Rabbits(7)
She put the journal away and turned to me, her expression grave. “You can’t tell anybody about what’s going to happen tonight.”
“I won’t,” I said.
“I’m serious.” She grabbed my wrist, hard. “You have to promise.”
“I won’t tell anybody.” But Emily’s eyes indicated that she needed more. “I won’t, I promise. I swear.” I held up my pinkie. Emily ignored my pinkie and stared into my eyes for what felt like forever. Then, seemingly satisfied with whatever she’d found there, she double-checked the information in her journal and slid it back into her purse.
Annie popped out the Tori Amos cassette. “What’s the number again?”
“One-oh-seven point three,” Emily answered.
“Got it.” Annie slowly tuned the dial to that number. There was nothing but static. “Are you sure this is it?”
“I hope so.” Emily adjusted the volume on the radio, then turned to the two of us and smiled.
It was beautiful and unnerving.
In my experience, Emily Connors wasn’t the kind of girl who smiled.
“Time?” Emily asked Annie, suddenly all business.
“Six minutes after ten,” Annie replied.
Emily touched my arm and said, “Whatever you do, don’t freak out, okay?”
I did my best to look cool as Emily put the truck into drive and guided us back out onto the old logging road.
We’d been listening to the static from the radio for about a minute or so when Emily nodded to her sister, then pressed the lever that turned off the truck’s headlights.
Black.
We were driving at the same speed, but now I couldn’t see a thing.
We were completely blind.
Static from the radio filled the cab.
“Emily, I don’t think—”
“Sshhh.” Emily grabbed my arm again, hard enough that she actually left four bruises, one from each finger. “Listen.”
I shut up and listened.
“Did you hear a voice?” Emily asked.
Annie shrugged. Clearly, she hadn’t heard anything. Emily looked at me and I just shook my head.
I was trying, but I found it hard to focus due to the constant static and the situation. Sitting in a truck with Emily and Annie Connors, speeding along an old logging road in complete and total darkness, wasn’t standard operating procedure for me.
“What was that?” Emily turned up the radio. “Please tell me you heard that.”
“I think so,” I lied.
I still hadn’t heard anything except for a steady stream of noise. My head was aching. The static from the radio tickled my ears and a thick fuzzy hum began vibrating, moving upward from somewhere deep inside my chest. My mouth was suddenly extremely dry.
I’d always attributed that sick feeling to the fact that we were speeding down that country road completely blind, but when I think back to that time now, I’m not sure that was it. Something felt…off in that moment. Different, somehow.
“Maybe we should turn on the lights?” Annie sounded scared.
“We’re fine,” Emily said.
When she’d switched off the headlights, the road was straight as far as the eye could see, but we’d been driving for quite a while since then. I crossed my fingers and hoped that we weren’t about to hit a curve.

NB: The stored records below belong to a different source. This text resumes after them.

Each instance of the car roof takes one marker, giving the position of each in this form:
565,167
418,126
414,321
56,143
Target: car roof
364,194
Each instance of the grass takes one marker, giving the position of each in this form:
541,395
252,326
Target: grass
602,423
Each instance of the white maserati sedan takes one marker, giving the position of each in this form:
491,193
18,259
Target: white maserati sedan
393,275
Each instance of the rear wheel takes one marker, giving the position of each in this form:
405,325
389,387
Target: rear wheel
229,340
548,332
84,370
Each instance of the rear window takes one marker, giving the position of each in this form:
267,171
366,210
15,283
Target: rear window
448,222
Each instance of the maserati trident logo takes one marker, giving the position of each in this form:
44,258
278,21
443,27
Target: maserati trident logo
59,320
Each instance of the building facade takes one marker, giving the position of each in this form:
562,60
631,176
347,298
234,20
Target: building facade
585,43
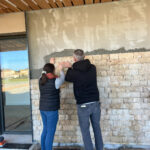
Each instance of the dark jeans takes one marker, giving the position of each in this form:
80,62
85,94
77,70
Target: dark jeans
49,119
86,113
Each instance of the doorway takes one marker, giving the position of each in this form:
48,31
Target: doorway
15,108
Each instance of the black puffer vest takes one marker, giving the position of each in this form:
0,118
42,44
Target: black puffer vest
49,96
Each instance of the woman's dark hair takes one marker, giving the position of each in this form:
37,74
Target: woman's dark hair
48,68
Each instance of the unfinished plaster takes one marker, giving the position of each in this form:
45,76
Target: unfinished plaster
108,26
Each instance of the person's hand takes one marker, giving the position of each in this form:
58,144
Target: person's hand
60,67
52,60
67,64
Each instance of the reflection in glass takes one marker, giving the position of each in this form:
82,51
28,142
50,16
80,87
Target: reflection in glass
15,84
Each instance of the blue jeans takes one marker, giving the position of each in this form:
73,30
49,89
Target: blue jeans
49,119
86,113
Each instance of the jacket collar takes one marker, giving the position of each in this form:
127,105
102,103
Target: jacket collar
51,76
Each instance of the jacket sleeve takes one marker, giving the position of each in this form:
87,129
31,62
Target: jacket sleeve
70,75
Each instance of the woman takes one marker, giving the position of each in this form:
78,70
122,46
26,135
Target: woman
49,85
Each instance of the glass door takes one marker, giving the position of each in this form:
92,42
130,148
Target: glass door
15,95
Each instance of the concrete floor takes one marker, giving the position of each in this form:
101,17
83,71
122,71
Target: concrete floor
11,138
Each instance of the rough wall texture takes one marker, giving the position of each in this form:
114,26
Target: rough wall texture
124,85
108,26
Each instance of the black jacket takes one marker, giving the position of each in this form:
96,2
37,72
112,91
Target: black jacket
49,96
83,76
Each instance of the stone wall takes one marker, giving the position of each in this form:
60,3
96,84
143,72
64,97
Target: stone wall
124,84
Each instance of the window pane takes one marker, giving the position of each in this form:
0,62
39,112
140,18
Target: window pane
15,84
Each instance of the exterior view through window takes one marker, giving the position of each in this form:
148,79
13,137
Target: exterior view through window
14,67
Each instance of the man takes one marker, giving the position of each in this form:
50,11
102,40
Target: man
83,75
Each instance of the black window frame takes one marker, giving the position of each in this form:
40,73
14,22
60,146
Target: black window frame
2,118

“I don’t know, Em…” Annie said.
“Sshhh,” Emily said to her sister. “It says we have to drive in the dark.”
An almost imperceptible amount of moonlight occasionally revealed a bit of the road or the trees. I chose to believe Emily was using that light to keep us safely on the road.

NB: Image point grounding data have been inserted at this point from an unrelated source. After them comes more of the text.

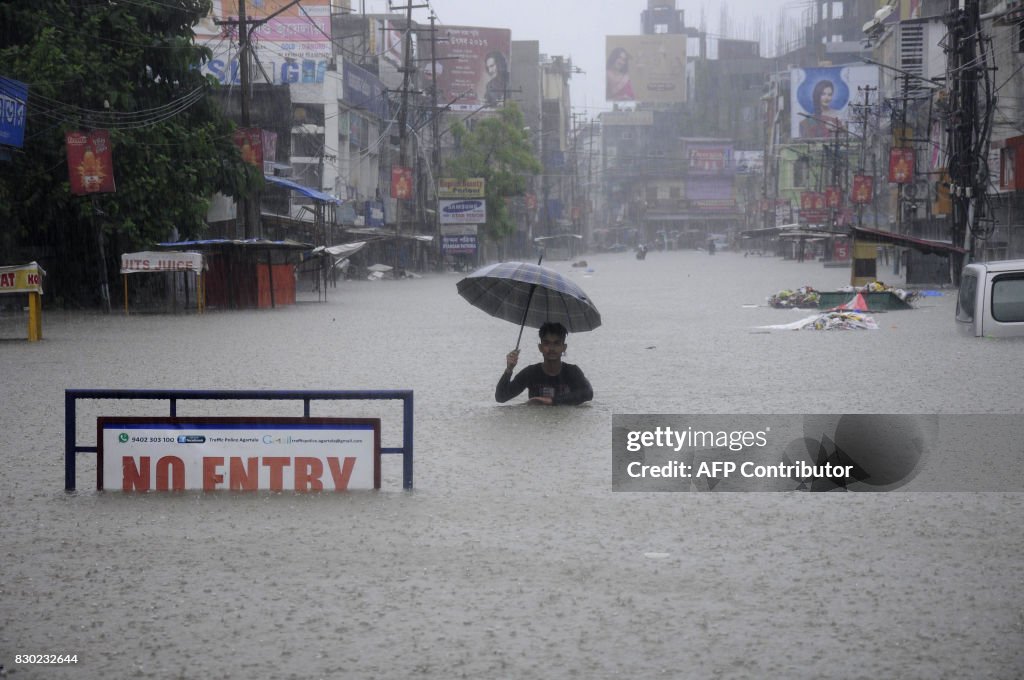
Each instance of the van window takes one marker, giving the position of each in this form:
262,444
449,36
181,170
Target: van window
1008,298
965,301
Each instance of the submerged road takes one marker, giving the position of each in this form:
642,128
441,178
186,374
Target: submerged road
512,558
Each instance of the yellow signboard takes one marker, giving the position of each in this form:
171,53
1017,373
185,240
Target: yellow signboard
450,187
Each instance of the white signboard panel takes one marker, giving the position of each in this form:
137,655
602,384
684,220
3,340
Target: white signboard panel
238,454
463,211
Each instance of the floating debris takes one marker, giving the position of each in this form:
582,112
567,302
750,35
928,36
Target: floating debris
803,297
829,321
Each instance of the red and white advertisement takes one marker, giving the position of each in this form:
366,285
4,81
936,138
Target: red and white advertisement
238,454
250,142
90,162
401,182
473,67
862,190
901,166
833,197
145,261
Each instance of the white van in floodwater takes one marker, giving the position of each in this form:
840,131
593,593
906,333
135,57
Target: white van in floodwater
990,302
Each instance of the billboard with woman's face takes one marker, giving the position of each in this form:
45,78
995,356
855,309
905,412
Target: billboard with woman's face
822,99
473,67
645,68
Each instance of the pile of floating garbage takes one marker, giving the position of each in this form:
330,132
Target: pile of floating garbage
879,287
805,296
829,321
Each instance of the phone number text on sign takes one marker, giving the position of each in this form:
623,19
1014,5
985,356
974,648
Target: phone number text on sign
238,454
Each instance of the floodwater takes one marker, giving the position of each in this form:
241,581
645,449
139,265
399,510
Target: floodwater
512,557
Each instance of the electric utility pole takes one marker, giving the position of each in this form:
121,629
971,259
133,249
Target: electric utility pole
964,74
436,135
407,71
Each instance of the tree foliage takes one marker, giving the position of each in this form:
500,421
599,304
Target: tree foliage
497,149
132,68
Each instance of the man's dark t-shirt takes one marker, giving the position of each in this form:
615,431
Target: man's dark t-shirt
568,387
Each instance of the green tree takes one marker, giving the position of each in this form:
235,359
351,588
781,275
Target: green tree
131,68
497,149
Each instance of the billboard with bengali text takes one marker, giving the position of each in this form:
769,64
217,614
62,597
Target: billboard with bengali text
648,68
90,162
292,47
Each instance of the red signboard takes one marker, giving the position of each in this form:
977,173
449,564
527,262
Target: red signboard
250,142
90,166
901,166
473,67
812,201
863,189
812,207
401,182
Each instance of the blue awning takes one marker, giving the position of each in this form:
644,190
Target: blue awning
304,190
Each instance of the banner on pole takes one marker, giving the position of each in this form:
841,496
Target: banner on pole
90,163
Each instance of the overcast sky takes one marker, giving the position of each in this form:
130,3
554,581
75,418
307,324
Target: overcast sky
578,28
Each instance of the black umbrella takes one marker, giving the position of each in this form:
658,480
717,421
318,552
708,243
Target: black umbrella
529,295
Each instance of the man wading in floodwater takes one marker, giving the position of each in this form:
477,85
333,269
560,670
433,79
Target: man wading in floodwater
551,383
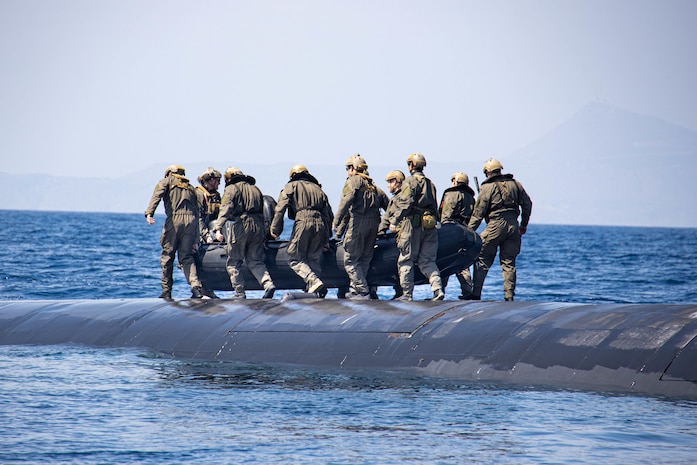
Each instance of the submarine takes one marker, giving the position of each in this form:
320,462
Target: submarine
646,349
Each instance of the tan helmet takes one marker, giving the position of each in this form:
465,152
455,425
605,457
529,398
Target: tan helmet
176,169
492,164
232,171
297,169
417,159
395,174
209,174
358,163
460,178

“There.” Emily leaned forward. “Did you hear that?”
I did hear something, almost imperceptible at first, but it was there.
A woman’s voice.
Just as I was about to ask Emily if she’d heard the same thing, a loud buzzing filled the inside of the truck. Emily yanked the lever, the headlights flooded the road ahead of us, Annie screamed, and the world exploded in a brilliant flash of light and glass.
* * *
—
When Emily had turned the headlights back on, they’d cut like two tiny nuclear blasts through the darkness, illuminating a giant bull elk in the middle of the road.
The accident was over before my mind had time to process what was happening.

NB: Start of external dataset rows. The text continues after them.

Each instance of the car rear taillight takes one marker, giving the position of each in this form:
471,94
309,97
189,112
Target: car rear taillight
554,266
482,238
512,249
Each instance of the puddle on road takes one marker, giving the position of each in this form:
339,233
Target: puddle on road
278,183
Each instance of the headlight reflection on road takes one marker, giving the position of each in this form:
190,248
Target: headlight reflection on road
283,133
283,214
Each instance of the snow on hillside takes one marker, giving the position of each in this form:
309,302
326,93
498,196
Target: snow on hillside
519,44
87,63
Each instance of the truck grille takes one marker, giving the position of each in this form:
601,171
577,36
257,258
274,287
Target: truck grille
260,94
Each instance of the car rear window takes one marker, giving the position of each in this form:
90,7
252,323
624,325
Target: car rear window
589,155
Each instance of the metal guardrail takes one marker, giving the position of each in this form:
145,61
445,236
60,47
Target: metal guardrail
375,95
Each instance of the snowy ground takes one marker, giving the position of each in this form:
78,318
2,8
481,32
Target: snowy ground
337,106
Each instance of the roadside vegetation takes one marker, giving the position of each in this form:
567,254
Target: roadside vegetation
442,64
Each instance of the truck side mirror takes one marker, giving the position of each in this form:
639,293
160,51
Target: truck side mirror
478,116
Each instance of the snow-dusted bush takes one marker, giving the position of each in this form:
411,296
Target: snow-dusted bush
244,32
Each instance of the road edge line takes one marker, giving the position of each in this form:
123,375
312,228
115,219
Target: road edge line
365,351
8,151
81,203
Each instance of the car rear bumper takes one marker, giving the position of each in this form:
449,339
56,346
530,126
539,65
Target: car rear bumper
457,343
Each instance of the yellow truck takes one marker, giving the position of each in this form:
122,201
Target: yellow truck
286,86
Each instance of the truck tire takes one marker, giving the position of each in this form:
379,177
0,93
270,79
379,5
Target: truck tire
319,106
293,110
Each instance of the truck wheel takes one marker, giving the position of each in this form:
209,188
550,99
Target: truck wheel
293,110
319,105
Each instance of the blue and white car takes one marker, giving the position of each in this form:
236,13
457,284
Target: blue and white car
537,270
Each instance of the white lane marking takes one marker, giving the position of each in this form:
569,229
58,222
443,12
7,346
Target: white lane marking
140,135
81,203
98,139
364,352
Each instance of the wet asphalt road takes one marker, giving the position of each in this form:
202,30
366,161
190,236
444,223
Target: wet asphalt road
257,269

Emily and I were thrown clear through the windshield, but Annie remained inside the truck.
We were told later that, due to the position of her neck at the time of the accident, Annie had died instantly, and that there was no way she could have suffered.
I had a dislocated shoulder, a serious concussion, and a bunch of cuts and bruises, but I was lucky. Emily’s right leg had been badly injured. She spent almost a year in the hospital, and longer than that in physical therapy.
* * *
—
The last time I saw Emily Connors was a few years after the accident.
My parents and I were driving down to San Francisco to visit some family friends. On our way out of Washington, we pulled over so I could use a gas station restroom. I was walking back to the car when I saw her.
She was sitting in the back seat of the car next to ours. I smiled and waved, but Emily just kept staring straight ahead, looking right through me as if I didn’t exist. I was about to knock on the window to get her attention, but there was something about the way she was staring. I had the very distinct feeling she was someplace else, someplace far away, and that a knock on the window wouldn’t be able to reach her. Before I had a chance to change my mind and knock, the car she was sitting in pulled away and exited onto the freeway.